Department of Mathematical Sciences, Michigan Technological University, Houghton, Michigan, United States of America.
Department of Mathematics and Computer Science, John Carroll University, University Heights, Ohio, United States of America.
PLoS One. 2018 Jul 26;13(7):e0201186. doi: 10.1371/journal.pone.0201186. eCollection 2018.
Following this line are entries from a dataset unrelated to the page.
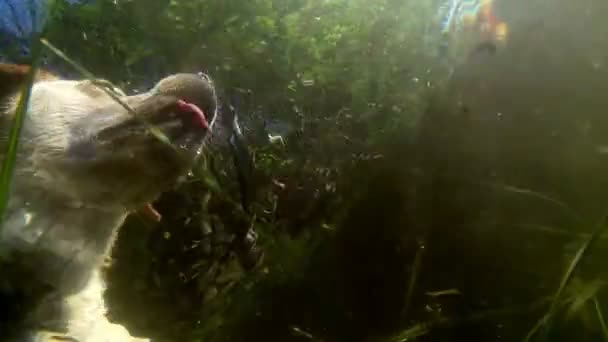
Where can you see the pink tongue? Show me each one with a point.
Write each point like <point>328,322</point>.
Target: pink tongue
<point>192,108</point>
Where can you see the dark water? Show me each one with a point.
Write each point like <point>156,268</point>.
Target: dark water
<point>503,179</point>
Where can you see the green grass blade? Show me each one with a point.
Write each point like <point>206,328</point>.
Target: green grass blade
<point>567,277</point>
<point>600,317</point>
<point>13,139</point>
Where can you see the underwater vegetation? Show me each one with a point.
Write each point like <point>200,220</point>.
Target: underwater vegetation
<point>443,175</point>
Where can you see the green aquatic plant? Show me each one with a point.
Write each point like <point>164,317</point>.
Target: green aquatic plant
<point>10,156</point>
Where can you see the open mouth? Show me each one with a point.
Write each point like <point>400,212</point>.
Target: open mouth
<point>175,118</point>
<point>179,117</point>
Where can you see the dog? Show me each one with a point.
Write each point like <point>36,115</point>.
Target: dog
<point>84,162</point>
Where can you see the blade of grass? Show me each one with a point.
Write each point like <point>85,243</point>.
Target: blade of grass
<point>600,317</point>
<point>15,132</point>
<point>531,193</point>
<point>416,267</point>
<point>567,277</point>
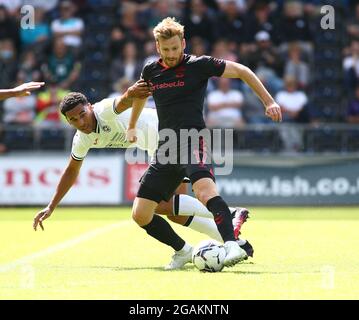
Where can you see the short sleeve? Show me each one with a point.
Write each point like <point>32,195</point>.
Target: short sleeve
<point>211,67</point>
<point>79,147</point>
<point>145,75</point>
<point>106,108</point>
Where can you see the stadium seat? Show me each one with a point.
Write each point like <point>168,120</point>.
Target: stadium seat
<point>323,139</point>
<point>52,139</point>
<point>19,139</point>
<point>258,140</point>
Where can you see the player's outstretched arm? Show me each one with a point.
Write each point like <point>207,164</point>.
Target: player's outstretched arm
<point>139,90</point>
<point>237,70</point>
<point>20,91</point>
<point>137,108</point>
<point>67,180</point>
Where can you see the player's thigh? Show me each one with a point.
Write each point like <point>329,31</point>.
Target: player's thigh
<point>205,189</point>
<point>166,207</point>
<point>160,182</point>
<point>142,210</point>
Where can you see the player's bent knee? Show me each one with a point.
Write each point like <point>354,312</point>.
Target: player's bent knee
<point>140,218</point>
<point>164,208</point>
<point>142,213</point>
<point>203,196</point>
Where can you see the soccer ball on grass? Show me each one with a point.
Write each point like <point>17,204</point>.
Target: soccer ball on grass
<point>208,256</point>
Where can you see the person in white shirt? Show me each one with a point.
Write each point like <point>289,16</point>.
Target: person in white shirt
<point>105,125</point>
<point>21,90</point>
<point>225,105</point>
<point>68,26</point>
<point>292,102</point>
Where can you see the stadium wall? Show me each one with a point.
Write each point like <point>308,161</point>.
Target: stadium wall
<point>30,179</point>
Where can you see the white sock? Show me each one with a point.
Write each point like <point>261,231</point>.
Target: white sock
<point>185,248</point>
<point>206,226</point>
<point>209,228</point>
<point>185,205</point>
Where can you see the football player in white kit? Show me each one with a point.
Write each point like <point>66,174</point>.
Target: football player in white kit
<point>104,125</point>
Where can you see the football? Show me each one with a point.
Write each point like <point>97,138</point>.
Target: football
<point>208,256</point>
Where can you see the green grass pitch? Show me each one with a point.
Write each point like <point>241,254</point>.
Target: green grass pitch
<point>99,253</point>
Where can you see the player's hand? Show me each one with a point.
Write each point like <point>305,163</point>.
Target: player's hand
<point>26,88</point>
<point>40,217</point>
<point>131,135</point>
<point>274,112</point>
<point>140,90</point>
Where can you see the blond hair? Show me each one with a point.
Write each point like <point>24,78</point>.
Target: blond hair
<point>168,28</point>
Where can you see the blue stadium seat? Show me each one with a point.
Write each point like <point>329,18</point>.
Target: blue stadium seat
<point>19,139</point>
<point>52,139</point>
<point>323,139</point>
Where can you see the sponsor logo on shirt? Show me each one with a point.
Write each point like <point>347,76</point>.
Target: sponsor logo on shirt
<point>166,85</point>
<point>106,128</point>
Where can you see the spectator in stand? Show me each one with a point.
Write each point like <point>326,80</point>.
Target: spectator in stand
<point>261,20</point>
<point>39,35</point>
<point>221,50</point>
<point>120,87</point>
<point>198,47</point>
<point>232,26</point>
<point>351,67</point>
<point>68,26</point>
<point>198,23</point>
<point>352,26</point>
<point>47,111</point>
<point>129,27</point>
<point>20,110</point>
<point>12,6</point>
<point>29,67</point>
<point>294,26</point>
<point>295,67</point>
<point>8,27</point>
<point>150,52</point>
<point>45,5</point>
<point>128,65</point>
<point>161,9</point>
<point>353,108</point>
<point>61,68</point>
<point>293,103</point>
<point>224,106</point>
<point>266,62</point>
<point>8,63</point>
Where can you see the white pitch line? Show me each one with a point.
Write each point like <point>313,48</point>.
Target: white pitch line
<point>61,246</point>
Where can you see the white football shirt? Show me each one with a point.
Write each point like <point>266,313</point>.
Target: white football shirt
<point>111,130</point>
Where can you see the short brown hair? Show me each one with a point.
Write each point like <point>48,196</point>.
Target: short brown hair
<point>168,28</point>
<point>72,100</point>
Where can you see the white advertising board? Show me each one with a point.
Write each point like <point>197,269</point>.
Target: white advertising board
<point>32,180</point>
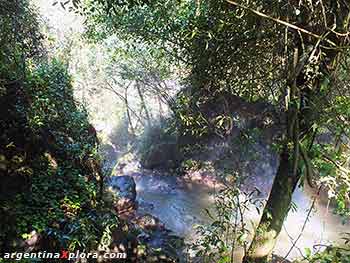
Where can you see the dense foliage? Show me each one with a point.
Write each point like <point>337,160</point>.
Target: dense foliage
<point>49,170</point>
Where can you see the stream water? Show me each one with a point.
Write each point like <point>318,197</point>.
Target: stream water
<point>180,205</point>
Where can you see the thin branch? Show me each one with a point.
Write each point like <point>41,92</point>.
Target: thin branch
<point>279,21</point>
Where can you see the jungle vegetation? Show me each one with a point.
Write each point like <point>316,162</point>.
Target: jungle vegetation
<point>291,55</point>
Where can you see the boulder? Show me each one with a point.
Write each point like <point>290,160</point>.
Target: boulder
<point>126,188</point>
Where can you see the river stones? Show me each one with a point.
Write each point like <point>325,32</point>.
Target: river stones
<point>126,188</point>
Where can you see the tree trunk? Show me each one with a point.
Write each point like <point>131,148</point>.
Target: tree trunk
<point>275,212</point>
<point>299,123</point>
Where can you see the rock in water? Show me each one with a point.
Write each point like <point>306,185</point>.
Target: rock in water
<point>126,188</point>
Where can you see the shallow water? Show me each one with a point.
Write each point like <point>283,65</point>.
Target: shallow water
<point>181,205</point>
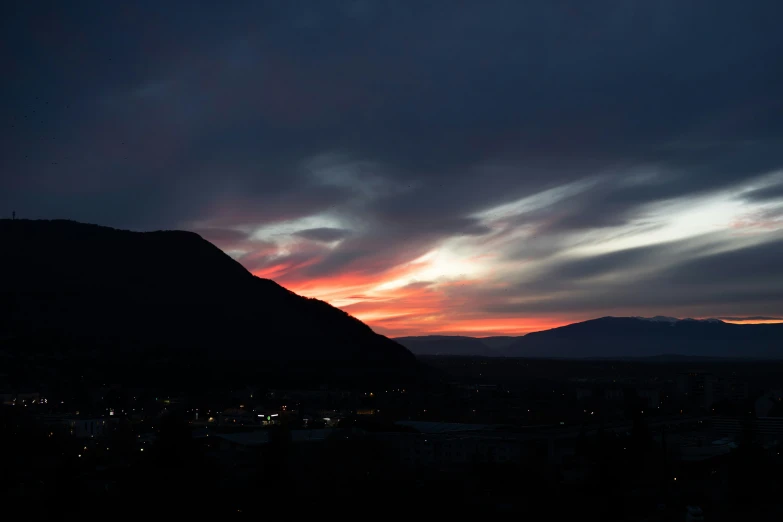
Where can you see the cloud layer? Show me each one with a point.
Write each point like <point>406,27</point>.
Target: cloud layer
<point>430,167</point>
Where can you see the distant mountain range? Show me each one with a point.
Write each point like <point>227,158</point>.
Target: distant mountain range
<point>456,345</point>
<point>132,298</point>
<point>621,337</point>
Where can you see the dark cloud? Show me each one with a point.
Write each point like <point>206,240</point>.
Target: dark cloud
<point>770,193</point>
<point>324,234</point>
<point>653,278</point>
<point>218,118</point>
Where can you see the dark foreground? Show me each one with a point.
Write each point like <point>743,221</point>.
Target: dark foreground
<point>553,439</point>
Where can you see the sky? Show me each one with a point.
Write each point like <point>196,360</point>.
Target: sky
<point>440,167</point>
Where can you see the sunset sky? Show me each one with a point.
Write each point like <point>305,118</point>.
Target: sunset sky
<point>431,167</point>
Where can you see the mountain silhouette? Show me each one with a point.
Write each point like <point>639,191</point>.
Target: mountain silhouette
<point>124,296</point>
<point>639,337</point>
<point>456,345</point>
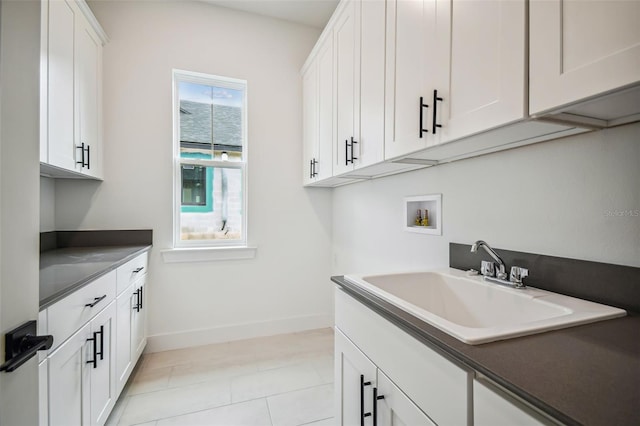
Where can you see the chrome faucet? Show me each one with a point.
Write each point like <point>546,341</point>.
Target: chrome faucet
<point>499,276</point>
<point>501,273</point>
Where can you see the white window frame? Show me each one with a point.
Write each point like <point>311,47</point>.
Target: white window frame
<point>218,81</point>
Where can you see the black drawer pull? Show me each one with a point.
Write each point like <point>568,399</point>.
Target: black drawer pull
<point>376,398</point>
<point>94,361</point>
<point>96,300</point>
<point>101,332</point>
<point>136,307</point>
<point>435,110</point>
<point>422,106</point>
<point>362,413</point>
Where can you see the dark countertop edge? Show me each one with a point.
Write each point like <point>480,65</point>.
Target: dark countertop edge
<point>45,303</point>
<point>427,334</point>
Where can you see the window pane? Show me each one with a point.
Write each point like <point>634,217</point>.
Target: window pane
<point>220,216</point>
<point>210,121</point>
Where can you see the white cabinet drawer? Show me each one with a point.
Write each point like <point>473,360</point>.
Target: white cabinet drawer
<point>435,384</point>
<point>131,271</point>
<point>72,312</point>
<point>494,407</point>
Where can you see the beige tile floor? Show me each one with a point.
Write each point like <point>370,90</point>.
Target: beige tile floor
<point>284,380</point>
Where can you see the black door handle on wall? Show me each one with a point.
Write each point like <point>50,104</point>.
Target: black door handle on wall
<point>21,344</point>
<point>422,106</point>
<point>435,110</point>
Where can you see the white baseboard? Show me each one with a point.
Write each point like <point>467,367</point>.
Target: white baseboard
<point>205,336</point>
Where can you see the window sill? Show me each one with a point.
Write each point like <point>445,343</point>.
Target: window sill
<point>207,254</point>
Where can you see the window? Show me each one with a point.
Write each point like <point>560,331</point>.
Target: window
<point>210,114</point>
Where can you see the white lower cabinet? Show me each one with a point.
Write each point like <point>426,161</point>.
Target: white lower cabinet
<point>131,336</point>
<point>426,384</point>
<point>102,365</point>
<point>394,408</point>
<point>70,381</point>
<point>367,396</point>
<point>357,375</point>
<point>494,407</point>
<point>83,375</point>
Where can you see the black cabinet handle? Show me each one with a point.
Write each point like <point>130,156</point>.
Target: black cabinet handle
<point>353,143</point>
<point>96,300</point>
<point>346,152</point>
<point>101,333</point>
<point>435,110</point>
<point>137,305</point>
<point>422,106</point>
<point>82,150</point>
<point>362,413</point>
<point>376,398</point>
<point>94,361</point>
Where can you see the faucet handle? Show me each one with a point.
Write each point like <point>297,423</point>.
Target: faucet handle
<point>488,269</point>
<point>518,274</point>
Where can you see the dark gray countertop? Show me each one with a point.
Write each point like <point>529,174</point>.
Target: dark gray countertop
<point>65,270</point>
<point>587,375</point>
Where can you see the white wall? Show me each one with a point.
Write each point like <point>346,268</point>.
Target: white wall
<point>19,174</point>
<point>551,198</point>
<point>286,287</point>
<point>47,204</point>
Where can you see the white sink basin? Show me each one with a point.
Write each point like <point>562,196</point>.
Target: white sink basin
<point>475,311</point>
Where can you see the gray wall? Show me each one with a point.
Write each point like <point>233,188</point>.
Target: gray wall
<point>557,198</point>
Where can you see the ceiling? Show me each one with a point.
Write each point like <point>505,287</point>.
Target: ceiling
<point>314,13</point>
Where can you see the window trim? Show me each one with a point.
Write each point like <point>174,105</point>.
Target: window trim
<point>178,76</point>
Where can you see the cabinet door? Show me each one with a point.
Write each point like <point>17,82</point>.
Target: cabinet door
<point>487,75</point>
<point>138,321</point>
<point>43,393</point>
<point>394,408</point>
<point>103,380</point>
<point>124,360</point>
<point>88,82</point>
<point>347,66</point>
<point>326,136</point>
<point>69,380</point>
<point>372,45</point>
<point>580,49</point>
<point>310,121</point>
<point>355,379</point>
<point>63,16</point>
<point>417,64</point>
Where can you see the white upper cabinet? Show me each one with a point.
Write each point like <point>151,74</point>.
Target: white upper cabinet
<point>488,68</point>
<point>582,49</point>
<point>347,67</point>
<point>310,122</point>
<point>60,136</point>
<point>418,40</point>
<point>72,90</point>
<point>89,92</point>
<point>372,62</point>
<point>318,109</point>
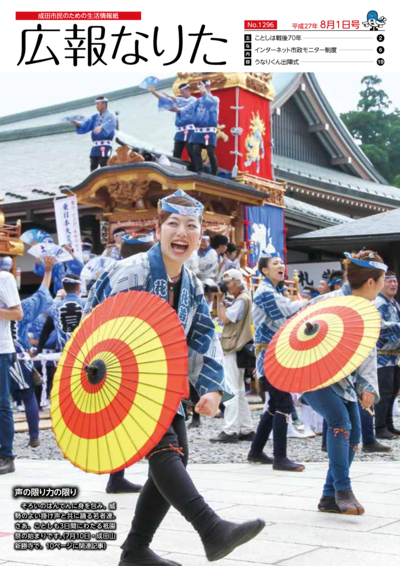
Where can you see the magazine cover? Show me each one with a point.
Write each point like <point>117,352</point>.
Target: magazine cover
<point>199,261</point>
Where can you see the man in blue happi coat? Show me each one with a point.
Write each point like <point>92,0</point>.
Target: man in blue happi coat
<point>388,358</point>
<point>102,126</point>
<point>22,369</point>
<point>205,113</point>
<point>60,270</point>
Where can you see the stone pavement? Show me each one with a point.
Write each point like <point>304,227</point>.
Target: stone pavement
<point>296,534</point>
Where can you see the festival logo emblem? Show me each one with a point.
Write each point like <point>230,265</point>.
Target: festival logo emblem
<point>373,22</point>
<point>254,142</point>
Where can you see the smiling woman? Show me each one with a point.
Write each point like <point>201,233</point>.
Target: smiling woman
<point>161,272</point>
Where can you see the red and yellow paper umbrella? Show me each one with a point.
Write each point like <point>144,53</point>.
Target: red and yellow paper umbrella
<point>322,344</point>
<point>119,382</point>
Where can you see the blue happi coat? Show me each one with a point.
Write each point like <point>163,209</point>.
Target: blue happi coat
<point>270,311</point>
<point>108,123</point>
<point>389,338</point>
<point>184,120</point>
<point>32,307</point>
<point>59,271</point>
<point>205,115</point>
<point>365,378</point>
<point>66,315</point>
<point>146,272</point>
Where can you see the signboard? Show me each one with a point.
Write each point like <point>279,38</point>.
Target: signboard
<point>67,221</point>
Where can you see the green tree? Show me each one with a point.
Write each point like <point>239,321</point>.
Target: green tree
<point>377,129</point>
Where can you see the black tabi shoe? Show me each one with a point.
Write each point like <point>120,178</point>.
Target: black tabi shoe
<point>327,504</point>
<point>122,485</point>
<point>376,447</point>
<point>286,465</point>
<point>395,431</point>
<point>227,536</point>
<point>347,503</point>
<point>225,438</point>
<point>261,458</point>
<point>249,437</point>
<point>144,557</point>
<point>6,465</point>
<point>385,434</point>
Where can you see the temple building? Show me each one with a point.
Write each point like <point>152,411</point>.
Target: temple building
<point>307,174</point>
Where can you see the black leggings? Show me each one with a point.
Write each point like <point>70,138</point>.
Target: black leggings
<point>280,406</point>
<point>168,484</point>
<point>197,161</point>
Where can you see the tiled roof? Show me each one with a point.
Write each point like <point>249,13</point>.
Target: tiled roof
<point>305,209</point>
<point>333,180</point>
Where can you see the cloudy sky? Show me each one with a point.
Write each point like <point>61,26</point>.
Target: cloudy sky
<point>34,90</point>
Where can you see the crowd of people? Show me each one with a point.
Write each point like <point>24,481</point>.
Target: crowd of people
<point>207,268</point>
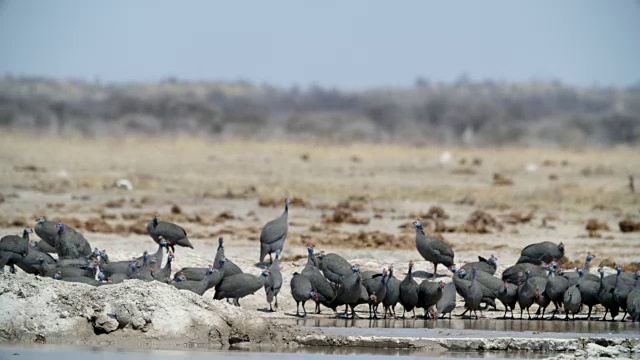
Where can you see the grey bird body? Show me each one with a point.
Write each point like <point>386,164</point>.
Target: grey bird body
<point>198,287</point>
<point>409,292</point>
<point>301,291</point>
<point>393,294</point>
<point>274,282</point>
<point>376,285</point>
<point>70,244</point>
<point>240,285</point>
<point>334,267</point>
<point>447,302</point>
<point>572,301</point>
<point>515,274</point>
<point>508,296</point>
<point>474,295</point>
<point>488,266</point>
<point>526,295</point>
<point>172,233</point>
<point>543,252</point>
<point>429,293</point>
<point>13,249</point>
<point>349,292</point>
<point>556,287</point>
<point>325,292</point>
<point>432,249</point>
<point>588,292</point>
<point>274,234</point>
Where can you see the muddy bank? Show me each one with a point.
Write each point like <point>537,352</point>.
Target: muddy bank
<point>132,313</point>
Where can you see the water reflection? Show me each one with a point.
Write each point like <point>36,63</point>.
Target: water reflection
<point>521,326</point>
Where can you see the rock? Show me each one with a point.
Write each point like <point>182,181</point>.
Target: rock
<point>106,324</point>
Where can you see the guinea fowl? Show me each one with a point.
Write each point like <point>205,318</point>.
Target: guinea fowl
<point>486,265</point>
<point>515,274</point>
<point>377,286</point>
<point>588,291</point>
<point>409,292</point>
<point>432,249</point>
<point>324,291</point>
<point>274,282</point>
<point>349,292</point>
<point>274,233</point>
<point>508,296</point>
<point>393,294</point>
<point>572,301</point>
<point>447,302</point>
<point>13,249</point>
<point>70,244</point>
<point>555,289</point>
<point>473,297</point>
<point>301,291</point>
<point>334,267</point>
<point>198,287</point>
<point>240,285</point>
<point>622,290</point>
<point>429,293</point>
<point>543,252</point>
<point>172,233</point>
<point>605,294</point>
<point>526,295</point>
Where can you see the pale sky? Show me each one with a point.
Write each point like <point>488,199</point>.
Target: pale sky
<point>348,44</point>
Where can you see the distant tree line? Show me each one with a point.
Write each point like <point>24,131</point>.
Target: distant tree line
<point>463,112</point>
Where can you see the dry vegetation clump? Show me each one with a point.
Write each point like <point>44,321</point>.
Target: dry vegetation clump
<point>628,225</point>
<point>343,215</point>
<point>517,217</point>
<point>631,267</point>
<point>463,171</point>
<point>28,168</point>
<point>278,202</point>
<point>596,225</point>
<point>565,263</point>
<point>501,180</point>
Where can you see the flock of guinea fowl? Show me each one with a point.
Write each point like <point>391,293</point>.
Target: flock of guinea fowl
<point>331,281</point>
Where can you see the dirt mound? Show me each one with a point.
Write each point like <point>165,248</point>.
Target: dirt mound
<point>55,311</point>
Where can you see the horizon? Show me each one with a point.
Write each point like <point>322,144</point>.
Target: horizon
<point>352,46</point>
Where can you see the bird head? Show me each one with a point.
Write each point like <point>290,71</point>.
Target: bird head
<point>373,297</point>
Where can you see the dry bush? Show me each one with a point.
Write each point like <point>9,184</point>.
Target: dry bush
<point>279,202</point>
<point>463,171</point>
<point>517,217</point>
<point>501,180</point>
<point>628,225</point>
<point>596,225</point>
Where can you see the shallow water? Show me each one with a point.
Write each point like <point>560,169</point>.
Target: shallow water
<point>51,352</point>
<point>470,328</point>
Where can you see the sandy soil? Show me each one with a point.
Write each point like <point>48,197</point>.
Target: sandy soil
<point>355,200</point>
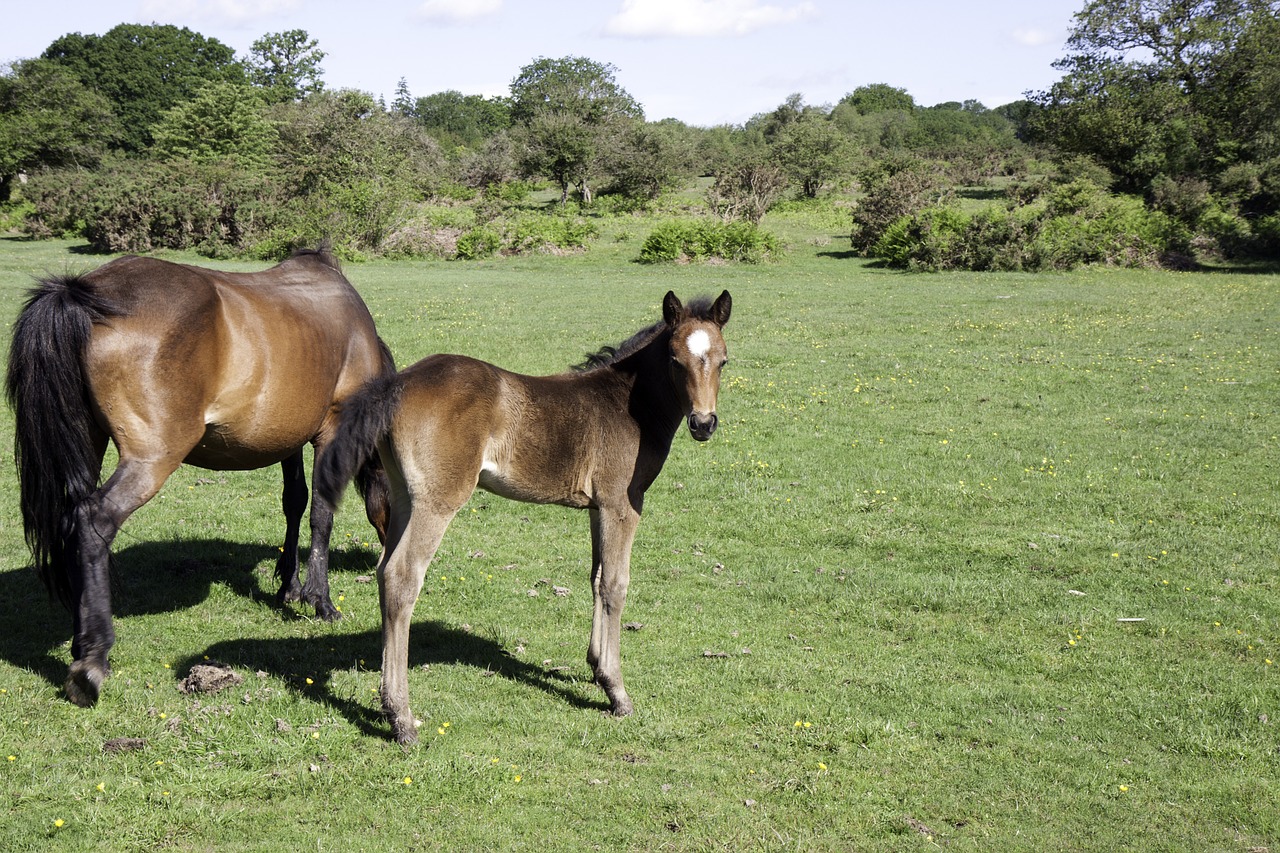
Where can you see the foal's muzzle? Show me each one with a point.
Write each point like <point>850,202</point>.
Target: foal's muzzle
<point>702,427</point>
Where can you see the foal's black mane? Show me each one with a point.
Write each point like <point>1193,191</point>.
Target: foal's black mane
<point>698,308</point>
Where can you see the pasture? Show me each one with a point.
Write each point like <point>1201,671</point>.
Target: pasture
<point>974,561</point>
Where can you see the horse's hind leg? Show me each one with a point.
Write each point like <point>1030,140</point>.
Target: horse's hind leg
<point>406,557</point>
<point>293,501</point>
<point>95,521</point>
<point>315,592</point>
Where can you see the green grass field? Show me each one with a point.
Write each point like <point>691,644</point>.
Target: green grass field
<point>976,561</point>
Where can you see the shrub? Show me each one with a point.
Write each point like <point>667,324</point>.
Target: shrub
<point>1078,223</point>
<point>894,188</point>
<point>478,243</point>
<point>688,240</point>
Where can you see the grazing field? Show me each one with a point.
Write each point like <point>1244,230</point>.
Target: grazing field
<point>974,561</point>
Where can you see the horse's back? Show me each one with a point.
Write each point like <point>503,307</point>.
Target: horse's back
<point>529,438</point>
<point>232,369</point>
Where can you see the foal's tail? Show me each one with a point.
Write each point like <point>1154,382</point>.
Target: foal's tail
<point>365,418</point>
<point>54,447</point>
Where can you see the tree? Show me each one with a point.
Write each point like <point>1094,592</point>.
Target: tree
<point>224,121</point>
<point>50,119</point>
<point>878,97</point>
<point>286,65</point>
<point>462,121</point>
<point>567,112</point>
<point>145,71</point>
<point>1165,87</point>
<point>812,151</point>
<point>353,168</point>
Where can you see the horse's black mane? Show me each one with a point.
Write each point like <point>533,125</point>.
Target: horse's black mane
<point>696,308</point>
<point>323,252</point>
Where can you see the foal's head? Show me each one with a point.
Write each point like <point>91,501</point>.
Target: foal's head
<point>698,355</point>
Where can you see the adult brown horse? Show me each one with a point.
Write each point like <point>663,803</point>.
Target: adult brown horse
<point>178,364</point>
<point>594,439</point>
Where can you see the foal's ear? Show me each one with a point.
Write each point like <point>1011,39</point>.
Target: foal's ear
<point>721,309</point>
<point>671,309</point>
Recently, joint analysis of multiple traits has become popular because it can increase statistical power to identify genetic variants associated with complex diseases. In addition, there is increasing evidence indicating that pleiotropy is a widespread phenomenon in complex diseases. Currently, most of existing methods test the association between multiple traits and a single genetic variant. However, these methods by analyzing one variant at a time may not be ideal for rare variant association studies because of the allelic heterogeneity as well as the extreme rarity of rare variants. In this article, we developed a statistical method by testing an optimally weighted combination of variants with multiple traits (TOWmuT) to test the association between multiple traits and a weighted combination of variants (rare and/or common) in a genomic region. TOWmuT is robust to the directions of effects of causal variants and is applicable to different types of traits. Using extensive simulation studies, we compared the performance of TOWmuT with the following five existing methods: gene association with multiple traits (GAMuT), multiple sequence kernel association test (MSKAT), adaptive weighting reverse regression (AWRR), single-TOW, and MANOVA. Our results showed that, in all of the simulation scenarios, TOWmuT has correct type I error rates and is consistently more powerful than the other five tests. We also illustrated the usefulness of TOWmuT by analyzing a whole-genome genotyping data from a lung function study.
最近,多性状联合分析变得流行起来,因为它可以提高识别与复杂疾病相关遗传变异的统计能力。此外,越来越多的证据表明,多效性是复杂疾病中的一种普遍现象。目前,大多数现有的方法都是测试多个性状与单个遗传变异之间的关联。然而,这些方法一次分析一个变体,对于罕见变异关联研究可能并不理想,因为等位基因异质性以及罕见变异的极端稀有性。在本文中,我们开发了一种统计方法,通过测试多个性状与变体的最优加权组合(TOWmuT)来测试多个性状与基因组区域中变体(罕见和/或常见)的加权组合之间的关联。TOWmuT 对因果变异的作用方向具有稳健性,适用于不同类型的性状。通过广泛的模拟研究,我们将 TOWmuT 的性能与以下五种现有方法进行了比较:多性状基因关联(GAMuT)、多序列核关联测试(MSKAT)、自适应加权反向回归(AWRR)、单一 TOW 和 MANOVA。我们的结果表明,在所有模拟场景中,TOWmuT 具有正确的 I 型错误率,并且始终比其他五种测试更有效。我们还通过分析来自肺功能研究的全基因组基因分型数据说明了 TOWmuT 的有用性。